Sullivan Road Business Park LLC, headed by Spokane real estate veteran Robert Bonuccelli, plans to move forward with a 20-acre, $10 million-to-$15 million office and light-industrial park in the Spokane Valley.
The park, which is to be called the Sullivan Road Business Park, will be located on a chunk of vacant land west of the Sullivan Road-Marietta Avenue intersection on either side of Marietta, less than a mile south of the big Spokane Business & Industrial Park.
Plans for the park first became public in the fall of 1998, when Bonuccelli applied with Spokane County for preliminary plat approval on the project. He received preliminary approval in 1998 and final approval this April, after the development company made site improvements last year, including a 750-foot westward extension of Marietta Avenue. Lots are located on each side of the extension.
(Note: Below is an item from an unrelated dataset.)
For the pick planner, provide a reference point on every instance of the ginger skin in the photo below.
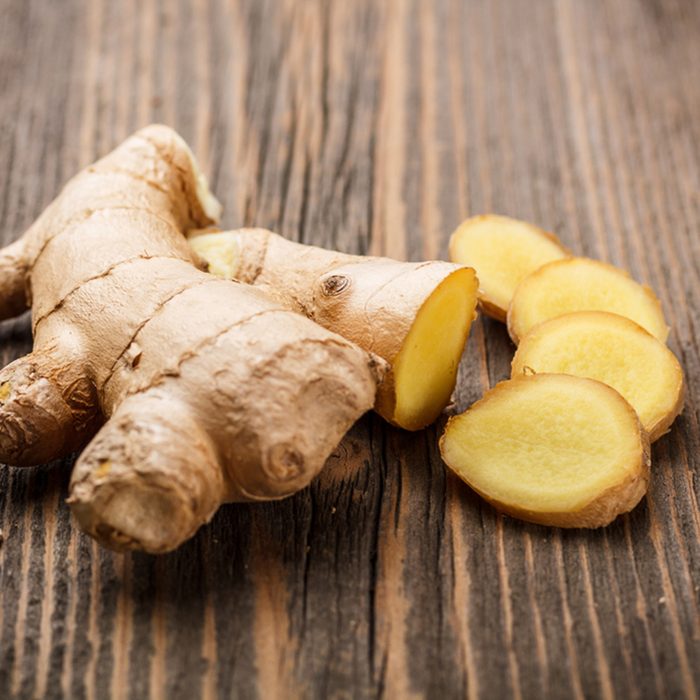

Construction of the parks first building, a 32,000-square-foot office-warehouse structure slated for a four-acre parcel, is expected to start this week, says Bonuccelli, who will be developing that building with family members through North Valley Phase II Partnership. That partnership also owns a two-acre parcel in the business park and plans to build a similar, 20,000-square-foot structure there next summer. Meantime, the remaining 14 acres, owned by Sullivan Road Business Park LLC, have been divided into eight parcels and currently are being marketed by Village Square Realty Inc., a Spokane company that Bonuccellis brother, Jim, owns and his father, Al, started in 1979.
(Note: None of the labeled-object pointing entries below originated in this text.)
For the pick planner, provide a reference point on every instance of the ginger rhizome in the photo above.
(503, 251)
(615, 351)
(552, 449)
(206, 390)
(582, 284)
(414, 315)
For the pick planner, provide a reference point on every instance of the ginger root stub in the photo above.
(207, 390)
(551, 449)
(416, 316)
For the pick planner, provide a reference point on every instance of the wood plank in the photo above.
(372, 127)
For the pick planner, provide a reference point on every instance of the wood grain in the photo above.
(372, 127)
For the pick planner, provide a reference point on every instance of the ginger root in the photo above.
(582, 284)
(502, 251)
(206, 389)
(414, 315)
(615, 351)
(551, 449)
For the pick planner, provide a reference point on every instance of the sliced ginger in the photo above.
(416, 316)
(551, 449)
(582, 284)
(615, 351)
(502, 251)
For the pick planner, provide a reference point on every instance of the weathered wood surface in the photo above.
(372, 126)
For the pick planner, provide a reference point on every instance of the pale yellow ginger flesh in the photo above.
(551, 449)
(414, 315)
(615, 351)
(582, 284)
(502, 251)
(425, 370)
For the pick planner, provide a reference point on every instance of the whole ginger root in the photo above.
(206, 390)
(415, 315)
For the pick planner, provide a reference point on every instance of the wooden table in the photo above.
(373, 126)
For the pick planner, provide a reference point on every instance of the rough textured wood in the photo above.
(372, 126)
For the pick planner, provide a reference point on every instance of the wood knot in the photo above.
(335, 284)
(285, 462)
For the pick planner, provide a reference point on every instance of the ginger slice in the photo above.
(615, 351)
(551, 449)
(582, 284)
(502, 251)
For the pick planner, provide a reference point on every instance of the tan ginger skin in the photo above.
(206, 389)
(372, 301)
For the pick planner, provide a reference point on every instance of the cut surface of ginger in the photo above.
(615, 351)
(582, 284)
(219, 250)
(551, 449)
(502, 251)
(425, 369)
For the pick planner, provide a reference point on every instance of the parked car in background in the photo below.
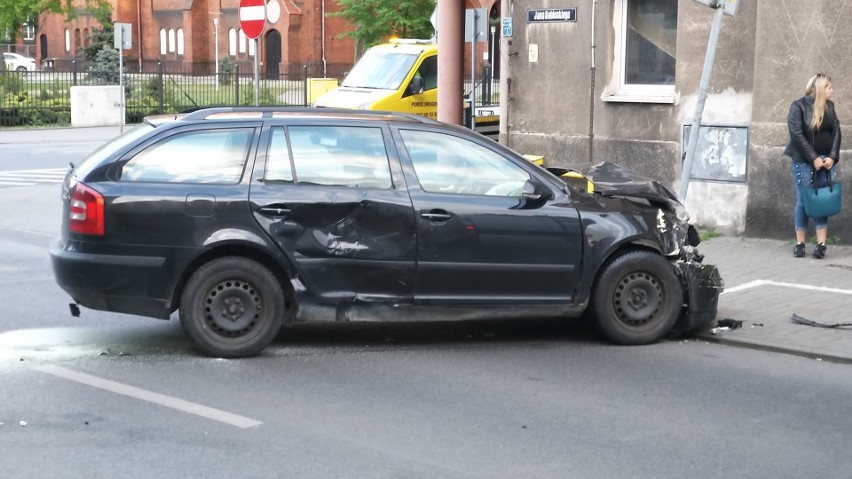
(18, 63)
(244, 220)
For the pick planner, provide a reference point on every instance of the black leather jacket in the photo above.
(800, 148)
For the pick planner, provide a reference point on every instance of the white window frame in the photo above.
(180, 41)
(232, 42)
(631, 93)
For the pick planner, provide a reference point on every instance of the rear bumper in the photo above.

Bob Bonuccelli says the partnership is building the first structure speculatively, and total costs for that project are expected to be $2 million. The building is scheduled to be completed by year-end. Divcon Inc., of Spokane, is the general contractor on the project, and Architectural Ventures, of Spokane, designed it.
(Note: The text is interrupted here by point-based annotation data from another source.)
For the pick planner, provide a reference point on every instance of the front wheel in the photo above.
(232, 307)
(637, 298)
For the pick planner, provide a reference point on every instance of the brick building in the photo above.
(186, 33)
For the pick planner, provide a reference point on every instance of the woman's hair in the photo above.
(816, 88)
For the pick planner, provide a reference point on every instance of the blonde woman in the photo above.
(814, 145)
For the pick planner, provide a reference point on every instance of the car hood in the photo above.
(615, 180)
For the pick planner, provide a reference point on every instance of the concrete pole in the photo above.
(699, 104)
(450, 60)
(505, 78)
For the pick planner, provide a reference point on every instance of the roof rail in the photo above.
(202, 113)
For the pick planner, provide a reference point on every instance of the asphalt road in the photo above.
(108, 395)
The single-story building will be located in the southeast corner of the new park. It will be visible from Sullivan, but accessed from Marietta.
Bonuccelli hopes to attract high-tech, light-industrial, or other low-intensity users to the new building, as well as the rest of the park. The planned buildings will have 14-foot-high ceilings to accommodate tenants that need a mix of office and warehouse space.